As far as I can tell, my Pix does that for our IPSec VPN tunnel.
 
cchipman, does that mean VPN tunnels on PIXes are supposed to self recover when connection drops? I suspect so, right?
 
Yes. I'd have to search to see if its a timeout, or upon a connection request. I do know that there is some kind of time based maintenance (based upon watching the debug output of establishing IPSec tunnels)

You might start investigating using the "debug IPSEC" commands to troubleshoot.
 
HI.

I agree with "cchipman" - it could be a timeout configuration issue.
You should compare the configuration and the output of several "show crypto" commands and verify that all the timeouts match.
You can see here some sample of "debug" commands for VPN:
And here are some "show crypto" samples:

It could also be related to MTU.
You can test this with "ping -f -l NNNN" using different valuse for NNNN (in the range 500 to 1500).
The default MTU for Ethernet on your internal hosts is 1500. If this does not pass unfragmented via the VPN tunnel, you should consider configuring the servers (and maybe workstations) involved with VPN traffic to a lower value like 1400 or even lower.

It can also be a network issue (the Internet). Try unencrypted traffic when you have a problem. For example ping results to the other pix (or to the other router if the pix is configured to block ping).


Yizhar Hurwitz
 
I see. I get what you mean - not so much that the tunnel has dropped, just that if certain machine's MTU settings is set too high, it may cause a false time-out reply thus giving the impression the tunnel has dropped.

Thanks Folks.
 
I have seen this behaviour with the PIX far more often than VPN Concentrators in the same situation. My conclusion is that the pix is slightly less robust when it comes to sustaining inactive tunnels. In testing downed vpn tunnels I did discover that pinging from the far side would always bring the tunnel back up.
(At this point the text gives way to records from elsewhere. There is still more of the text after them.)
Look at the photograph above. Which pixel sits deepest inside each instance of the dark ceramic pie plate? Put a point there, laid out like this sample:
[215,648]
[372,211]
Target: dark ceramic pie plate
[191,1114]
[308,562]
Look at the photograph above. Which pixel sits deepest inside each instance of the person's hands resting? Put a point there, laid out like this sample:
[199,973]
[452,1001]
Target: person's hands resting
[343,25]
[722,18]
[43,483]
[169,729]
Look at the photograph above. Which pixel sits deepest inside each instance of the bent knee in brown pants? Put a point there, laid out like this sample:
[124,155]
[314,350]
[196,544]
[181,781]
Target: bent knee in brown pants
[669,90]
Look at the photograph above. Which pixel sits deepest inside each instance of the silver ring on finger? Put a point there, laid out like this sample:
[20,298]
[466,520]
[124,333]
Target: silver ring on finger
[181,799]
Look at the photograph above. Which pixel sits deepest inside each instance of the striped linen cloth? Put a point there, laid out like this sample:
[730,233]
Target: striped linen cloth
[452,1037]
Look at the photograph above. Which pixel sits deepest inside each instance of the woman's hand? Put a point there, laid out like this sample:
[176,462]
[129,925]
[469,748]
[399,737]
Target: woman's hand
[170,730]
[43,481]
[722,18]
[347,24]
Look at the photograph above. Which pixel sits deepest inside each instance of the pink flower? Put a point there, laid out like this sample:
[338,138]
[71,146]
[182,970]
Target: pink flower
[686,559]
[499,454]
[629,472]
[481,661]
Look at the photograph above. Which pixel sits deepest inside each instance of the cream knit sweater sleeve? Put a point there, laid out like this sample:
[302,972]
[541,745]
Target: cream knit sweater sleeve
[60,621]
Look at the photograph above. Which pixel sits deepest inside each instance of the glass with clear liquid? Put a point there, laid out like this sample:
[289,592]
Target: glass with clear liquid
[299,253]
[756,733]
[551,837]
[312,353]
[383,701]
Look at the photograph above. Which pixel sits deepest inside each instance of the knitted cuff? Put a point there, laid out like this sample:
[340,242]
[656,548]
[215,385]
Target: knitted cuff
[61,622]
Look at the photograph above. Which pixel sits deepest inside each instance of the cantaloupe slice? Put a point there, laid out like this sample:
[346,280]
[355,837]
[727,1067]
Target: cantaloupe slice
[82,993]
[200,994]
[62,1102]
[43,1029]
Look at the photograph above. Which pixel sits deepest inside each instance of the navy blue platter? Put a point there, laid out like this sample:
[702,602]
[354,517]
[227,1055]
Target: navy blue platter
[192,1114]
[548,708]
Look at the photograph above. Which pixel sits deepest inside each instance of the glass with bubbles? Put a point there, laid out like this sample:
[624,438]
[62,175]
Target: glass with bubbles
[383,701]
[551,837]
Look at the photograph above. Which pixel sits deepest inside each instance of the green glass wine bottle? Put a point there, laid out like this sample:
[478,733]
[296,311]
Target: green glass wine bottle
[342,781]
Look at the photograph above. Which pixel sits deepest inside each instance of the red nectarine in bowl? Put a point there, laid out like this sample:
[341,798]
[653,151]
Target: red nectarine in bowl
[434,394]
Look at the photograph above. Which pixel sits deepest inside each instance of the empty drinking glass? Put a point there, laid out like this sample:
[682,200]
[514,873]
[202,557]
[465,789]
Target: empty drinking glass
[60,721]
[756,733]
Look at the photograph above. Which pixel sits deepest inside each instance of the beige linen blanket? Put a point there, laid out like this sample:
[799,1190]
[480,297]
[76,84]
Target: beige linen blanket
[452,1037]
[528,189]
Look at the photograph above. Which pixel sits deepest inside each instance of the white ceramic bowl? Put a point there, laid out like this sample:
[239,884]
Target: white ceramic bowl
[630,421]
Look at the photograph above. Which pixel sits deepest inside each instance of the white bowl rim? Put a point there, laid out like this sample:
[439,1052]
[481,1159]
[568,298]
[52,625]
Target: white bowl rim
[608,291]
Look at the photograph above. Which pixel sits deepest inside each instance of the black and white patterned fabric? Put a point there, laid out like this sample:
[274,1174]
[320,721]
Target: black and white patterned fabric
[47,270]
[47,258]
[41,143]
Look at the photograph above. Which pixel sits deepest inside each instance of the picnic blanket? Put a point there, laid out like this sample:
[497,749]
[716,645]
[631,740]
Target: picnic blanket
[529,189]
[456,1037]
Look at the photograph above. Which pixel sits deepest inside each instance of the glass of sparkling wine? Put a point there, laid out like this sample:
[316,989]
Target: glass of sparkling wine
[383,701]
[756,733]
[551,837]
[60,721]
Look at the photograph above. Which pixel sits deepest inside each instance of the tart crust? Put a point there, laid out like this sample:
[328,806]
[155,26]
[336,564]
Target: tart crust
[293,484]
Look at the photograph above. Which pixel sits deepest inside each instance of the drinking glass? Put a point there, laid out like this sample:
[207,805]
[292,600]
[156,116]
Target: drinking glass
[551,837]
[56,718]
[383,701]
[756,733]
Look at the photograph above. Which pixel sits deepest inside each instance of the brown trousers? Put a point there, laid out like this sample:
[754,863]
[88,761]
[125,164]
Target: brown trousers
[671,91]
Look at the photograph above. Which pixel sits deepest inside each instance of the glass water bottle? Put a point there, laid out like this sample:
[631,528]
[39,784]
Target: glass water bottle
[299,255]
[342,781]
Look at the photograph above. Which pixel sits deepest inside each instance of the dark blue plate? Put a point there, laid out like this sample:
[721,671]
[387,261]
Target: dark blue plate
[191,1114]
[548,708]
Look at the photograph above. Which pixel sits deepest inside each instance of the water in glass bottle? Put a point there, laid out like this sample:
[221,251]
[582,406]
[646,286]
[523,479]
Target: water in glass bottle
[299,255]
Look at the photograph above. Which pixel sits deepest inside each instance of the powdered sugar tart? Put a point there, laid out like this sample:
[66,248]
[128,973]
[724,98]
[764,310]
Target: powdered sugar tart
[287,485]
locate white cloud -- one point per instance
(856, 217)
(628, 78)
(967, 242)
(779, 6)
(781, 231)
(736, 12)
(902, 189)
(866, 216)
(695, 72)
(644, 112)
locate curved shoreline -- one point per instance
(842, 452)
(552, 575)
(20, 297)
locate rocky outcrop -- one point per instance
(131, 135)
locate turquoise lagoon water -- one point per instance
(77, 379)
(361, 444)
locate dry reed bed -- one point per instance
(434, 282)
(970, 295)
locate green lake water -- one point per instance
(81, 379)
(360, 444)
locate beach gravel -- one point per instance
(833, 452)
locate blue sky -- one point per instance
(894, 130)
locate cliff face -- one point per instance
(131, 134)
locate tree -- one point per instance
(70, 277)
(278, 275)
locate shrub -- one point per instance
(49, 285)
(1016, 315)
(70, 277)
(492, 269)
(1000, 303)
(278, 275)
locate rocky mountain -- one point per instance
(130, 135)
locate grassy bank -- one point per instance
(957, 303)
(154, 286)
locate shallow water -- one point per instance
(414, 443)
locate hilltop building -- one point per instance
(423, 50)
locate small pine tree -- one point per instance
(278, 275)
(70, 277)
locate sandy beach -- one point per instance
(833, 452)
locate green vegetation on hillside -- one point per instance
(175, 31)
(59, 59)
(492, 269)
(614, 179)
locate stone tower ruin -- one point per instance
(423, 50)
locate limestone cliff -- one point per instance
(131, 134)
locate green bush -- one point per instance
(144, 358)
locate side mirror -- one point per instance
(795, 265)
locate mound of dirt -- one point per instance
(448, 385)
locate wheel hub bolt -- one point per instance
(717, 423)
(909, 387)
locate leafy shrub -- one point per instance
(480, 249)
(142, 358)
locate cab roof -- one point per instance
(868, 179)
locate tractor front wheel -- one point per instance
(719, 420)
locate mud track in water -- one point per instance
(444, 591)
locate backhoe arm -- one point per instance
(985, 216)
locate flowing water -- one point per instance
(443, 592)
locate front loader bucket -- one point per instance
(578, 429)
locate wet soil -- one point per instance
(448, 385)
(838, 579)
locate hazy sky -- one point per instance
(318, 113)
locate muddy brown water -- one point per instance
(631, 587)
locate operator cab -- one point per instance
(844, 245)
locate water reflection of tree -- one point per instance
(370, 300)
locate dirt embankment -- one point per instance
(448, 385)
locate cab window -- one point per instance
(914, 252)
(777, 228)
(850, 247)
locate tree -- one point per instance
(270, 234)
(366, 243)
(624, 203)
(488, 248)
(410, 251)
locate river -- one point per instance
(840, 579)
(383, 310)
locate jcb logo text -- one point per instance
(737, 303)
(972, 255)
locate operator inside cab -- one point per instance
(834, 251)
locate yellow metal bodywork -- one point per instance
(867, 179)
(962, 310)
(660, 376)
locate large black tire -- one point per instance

My solution PIX to PIX is to use a keepalive IE: isakmp keepalive 10 10
In cases where the remote hardware does not have a keepalive function, I use task scheduler on a remote server to ping a local server every 10 mins.

Now my VPN tunnels rarely go down. I should point out that in several cases I really don't care if the tunnel drops out, since any network traffic from those locations to the PIX always reconnects the tunnel.